Digital manufacturing company 3Diligent was selected by commercial cladding company Walters & Wolf to 3D print a series of exterior curtain wall nodes for the new Rainier Square Tower in Seattle. The building, which is expected to be complete in 2020, will be Seattle’s second tallest building, following the 76-story Columbia Center.
To be totally clear, the Rainier Square Tower will not itself be 3D printed, but that doesn’t make the fact that it will feature some 3D printed elements any less cool. The new building, which will rise 58 stories high and is estimated to cost $600 million, will add something unique to the Seattle skyline with its subtly sloping silhouette.
This unique silhouette is being achieved thanks in part to 3D printing. That is, each floor of the building will be set a step back from the preceding one, which will necessitate a custom cladding system. The cladding system, for its part, will have different angles and will require complex geometries to fit together. 3Diligent is leveraging its metal 3D printing expertise to deliver 140 unique exterior curtain wall nodes so that the exterior cladding comes together.
Walters & Wolf worked very closely with 3Diligent to design, prototype and produce the aluminum nodes, each with varying dimensions of up to nearly a cubic foot. Interestingly, at the beginning of the collaboration, the digital manufacturing company gave Walters & Wolf the choice between two manufacturing possibilities, investment casting and 3D printing.
After sample nodes made using both processes were assembled into curtain wall units and tested, Walters & Wolf found that the 3D printed nodes were more suitable for the project because of their superior dimensional accuracy and structural reliability. Throughout the project, metal 3D printing enabled 3Diligent to turn out parts that were up to the cladding company’s standards and specifications.

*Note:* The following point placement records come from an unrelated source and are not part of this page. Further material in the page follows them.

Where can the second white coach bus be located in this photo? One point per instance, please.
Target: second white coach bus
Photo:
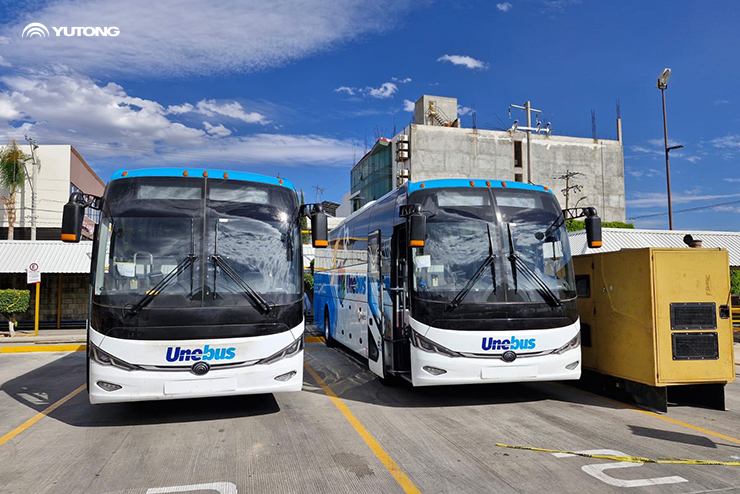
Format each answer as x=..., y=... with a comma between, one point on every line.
x=197, y=286
x=455, y=281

“From an operations standpoint, we were impressed with 3Diligent’s consistency in delivery of highly accurate and complex parts in a timely fashion that was in sync with the production schedule we established early on,” commented Tony Parker, Project Executive at Walters & Wolf. “At the end of the day, 3Diligent upheld their end of the bargain—they simply did what they said they would do.”
The 3D printed wall nodes were made in a range of v-shaped sizes. When assembled, they are designed to bring together the square cut parts of the tower’s curtain wall. Each piece of the curtain wall—which is a thin, non-structural outer wall of a building—had to be custom fabricated to create the desired sloping effect of the building.
“We were honored when Walters & Wolf engaged 3Diligent as its manufacturing partner for this project,” added Cullen Hilkene, CEO of 3Diligent. “Both the tower and these specific parts represent the sort of innovation that 3Diligent strives to enable every day. It was great collaborating with Walters & Wolf on such a compelling project and we look forward to seeing the completed tower in 2020!”